Ada bagian dari diri kita yang sengaja kita kelabui. Kata-kata akhirnya
hanya sebatas coretan dalam lembar akhir buku sekolah. Tak
pernah punya arti.
Aku yakin. Tak ada orang tua yang menerima lamaran
seorang lelaki yang menawarkan puisi sebagai mahar.
Apalagi kamu yang tak pernah mengunjungi perpustakaan
dan aku yang sibuk menyusun kata-kata. Kita sebuah cinta
tanpa campur tangan tuhan.
Aku tetap akan mencintaimu sebagaimana
pena membutuhkan kertas. Sampai kau memutuskan
untuk tak mau membaca. Barulah aku akan pergi
walau tanpa kau pinta.
Mamuju, 2017
Aku Tidak Terlahir Sebagai Anak Melankolis
Aku adalah seorang anak kecil yang melihat dunia seperti kelereng.
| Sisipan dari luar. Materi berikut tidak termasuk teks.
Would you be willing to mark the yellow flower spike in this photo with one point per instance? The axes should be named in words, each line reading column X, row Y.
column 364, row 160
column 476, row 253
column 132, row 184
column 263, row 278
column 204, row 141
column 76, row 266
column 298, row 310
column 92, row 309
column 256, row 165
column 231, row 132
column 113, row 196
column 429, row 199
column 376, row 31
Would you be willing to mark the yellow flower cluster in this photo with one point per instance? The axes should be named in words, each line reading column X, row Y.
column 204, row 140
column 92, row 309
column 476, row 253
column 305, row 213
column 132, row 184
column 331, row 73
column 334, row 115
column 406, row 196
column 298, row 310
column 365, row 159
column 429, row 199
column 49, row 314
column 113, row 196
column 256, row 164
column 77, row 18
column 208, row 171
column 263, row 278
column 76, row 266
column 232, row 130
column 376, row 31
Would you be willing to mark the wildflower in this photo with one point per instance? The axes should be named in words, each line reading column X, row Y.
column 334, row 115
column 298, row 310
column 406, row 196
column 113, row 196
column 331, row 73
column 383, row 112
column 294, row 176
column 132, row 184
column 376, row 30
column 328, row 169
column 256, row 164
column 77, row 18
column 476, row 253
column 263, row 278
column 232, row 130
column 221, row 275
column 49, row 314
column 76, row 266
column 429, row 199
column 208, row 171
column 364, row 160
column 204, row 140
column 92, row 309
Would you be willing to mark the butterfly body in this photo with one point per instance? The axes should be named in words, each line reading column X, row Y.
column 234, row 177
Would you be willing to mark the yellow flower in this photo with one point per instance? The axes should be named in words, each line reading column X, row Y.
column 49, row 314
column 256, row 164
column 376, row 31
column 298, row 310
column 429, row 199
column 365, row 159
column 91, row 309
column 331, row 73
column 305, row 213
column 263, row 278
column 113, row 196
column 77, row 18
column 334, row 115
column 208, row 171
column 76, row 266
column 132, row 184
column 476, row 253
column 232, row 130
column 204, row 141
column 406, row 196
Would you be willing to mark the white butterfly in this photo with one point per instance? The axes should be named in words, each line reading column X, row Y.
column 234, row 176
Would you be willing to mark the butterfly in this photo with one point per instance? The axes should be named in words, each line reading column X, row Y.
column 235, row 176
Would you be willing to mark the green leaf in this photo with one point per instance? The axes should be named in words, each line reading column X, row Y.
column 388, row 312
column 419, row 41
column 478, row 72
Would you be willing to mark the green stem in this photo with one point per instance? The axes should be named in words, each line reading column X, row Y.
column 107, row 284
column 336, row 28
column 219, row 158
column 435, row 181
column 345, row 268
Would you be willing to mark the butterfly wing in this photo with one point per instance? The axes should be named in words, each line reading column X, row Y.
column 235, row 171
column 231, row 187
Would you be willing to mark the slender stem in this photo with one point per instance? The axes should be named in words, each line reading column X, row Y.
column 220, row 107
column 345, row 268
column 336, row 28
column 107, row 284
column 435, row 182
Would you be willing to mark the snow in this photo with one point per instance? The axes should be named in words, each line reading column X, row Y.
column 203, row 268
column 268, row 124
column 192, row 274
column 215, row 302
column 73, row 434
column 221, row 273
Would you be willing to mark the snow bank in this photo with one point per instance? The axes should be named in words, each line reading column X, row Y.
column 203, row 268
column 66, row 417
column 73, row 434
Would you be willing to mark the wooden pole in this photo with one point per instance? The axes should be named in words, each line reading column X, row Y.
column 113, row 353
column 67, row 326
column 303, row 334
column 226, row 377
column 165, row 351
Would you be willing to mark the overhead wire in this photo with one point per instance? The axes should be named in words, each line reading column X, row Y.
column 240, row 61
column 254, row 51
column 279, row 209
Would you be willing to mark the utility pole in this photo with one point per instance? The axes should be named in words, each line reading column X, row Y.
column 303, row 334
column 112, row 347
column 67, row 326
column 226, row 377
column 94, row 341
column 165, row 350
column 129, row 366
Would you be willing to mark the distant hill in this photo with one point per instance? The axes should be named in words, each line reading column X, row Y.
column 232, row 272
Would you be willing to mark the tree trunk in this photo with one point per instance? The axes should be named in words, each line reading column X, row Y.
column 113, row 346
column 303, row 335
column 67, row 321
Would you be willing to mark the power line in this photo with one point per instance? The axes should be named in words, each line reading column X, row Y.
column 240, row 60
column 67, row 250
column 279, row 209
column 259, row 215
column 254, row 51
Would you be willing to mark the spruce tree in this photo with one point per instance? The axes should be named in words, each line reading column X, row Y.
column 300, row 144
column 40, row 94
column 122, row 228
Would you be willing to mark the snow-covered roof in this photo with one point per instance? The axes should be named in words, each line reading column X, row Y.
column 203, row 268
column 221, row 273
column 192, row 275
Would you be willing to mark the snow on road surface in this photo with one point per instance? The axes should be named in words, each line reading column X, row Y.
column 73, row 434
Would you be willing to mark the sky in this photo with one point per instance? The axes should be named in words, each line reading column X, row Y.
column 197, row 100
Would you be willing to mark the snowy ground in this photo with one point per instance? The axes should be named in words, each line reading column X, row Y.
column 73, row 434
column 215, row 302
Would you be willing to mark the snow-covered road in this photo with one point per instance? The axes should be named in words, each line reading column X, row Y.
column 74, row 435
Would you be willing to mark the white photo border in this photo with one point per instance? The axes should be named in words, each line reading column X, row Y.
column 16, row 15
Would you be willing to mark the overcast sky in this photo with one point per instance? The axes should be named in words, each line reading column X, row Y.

Mencintai seorang teman seperti layang-layang yang ku genggam erat
talinya sampai tanganku merah. Menganggap
tentangga sebagai lapangan bola yang aku kunjungi
tiap sore hari tanpa perlu meminta izin.
Aku adalah seorang anak kecil yang merasakan bahagia seperti
saat menunggu bulan ramadan tiba. Menghabiskan waktu dengan
bermain petak umpet tanpa perlu takut akan diculik.
Menikmati masa kecil seperti memanggil temanku
dengan panggilan paling tidak masuk akal, bahkan
dengan panggilan nama ayahnya tanpa takut UU ITE.
Setelah tumbuh dewasa.
Aku melihat dunia dengan penuh rasa takut. Orang
gampang mengayunkan parang hanya karena persoalan lahan.
Menghapus nama belakang oleh sebab harta warisan.
Tak lagi pergi ziarah di hari lebaran karena beda pilihan.
Aku melihat kepalaku sebagai kamar ukuran empat kali empat.
Orang-orang bahagia berbagi gambar dengan sedikit kalimat keterangan.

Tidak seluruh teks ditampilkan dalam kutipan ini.